The team partners are asked to evaluate their design, business and construction practices, to try to identify where costs can be saved, and to re-invest that savings into improved energy performance and product quality, using a design-test-redesign-retest process along the way.

Currently, there are five teams using a total of more than 50 separate companies. They include:

  • CARB - The Consortium for Advanced Residential Buildings begins each project by re-designing a builder's existing plan into a completely new prototype. It begins with architectural solutions to mechanical and structural issues. The CARB team has successfully completed four prototypes using this approach, while attaining energy efficient levels of 20% to 35% over the original design. The program reports that if these prototypes were built on a production scale, cost savings for construction could be achieved.

  • The Building Science Consortium is a 12-state-wide program that studies energy efficiency in relation to various climate zones within the U.S. Using 4 climate types, the Building Science builder partners have already built over 250 homes using the Building America concepts, with an additional 2,250 homes in 17 communities planned. According to program reports, results from homes tested an entire year at an Illinois new home community showed a marked 50% to 60% energy savings over the regional standard construction practice, at a nominal cost to the participating builders.

  • Factory-built modular multi-family housing was used by the Hickory Consortium as a test case for energy saving engineering through the program. A 41-unit planned neighborhood in Massachusetts, the Cambridge Cohousing Development, demonstrated energy savings of 50% over the Massachusetts Energy Code (prior to the 1995 Model Energy Code). Another 61-unit high rise apartment complex and two prototype duplex homes have also had engineering and specifications completed recently, with plans underway for more multi-family complexes in Boston in coming months.
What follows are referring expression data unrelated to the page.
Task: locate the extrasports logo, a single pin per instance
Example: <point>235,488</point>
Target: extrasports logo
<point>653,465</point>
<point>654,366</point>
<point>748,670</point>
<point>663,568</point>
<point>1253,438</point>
    Consortiums also in active programs include the Industrialized Housing Partnership, which focuses on balancing costs, design, construction and energy decisions for residential housing industry partners, and IBACOS (Integrated Building and Construction Solutions) with partnerships in 10 states. IBACOS has successfully designed energy-efficient, high quality, affordable single-family homes since its inclusion in the Building America program in 1991. Past performance resulted in up to 60% utility savings to homeowners, with no additional cost to the builders in several of their pilot home projects.

    The valuable information provided for the future of homebuilding by the Building America programs and its consortiums says much for the industry's and the government's commitment to increasing the quality and performance of today's homes. By bringing homebuilding experts together to find ways to save energy, we, as consumers, are assured that the brightest and the best share a vision in saving our environment as well as our utility dollars.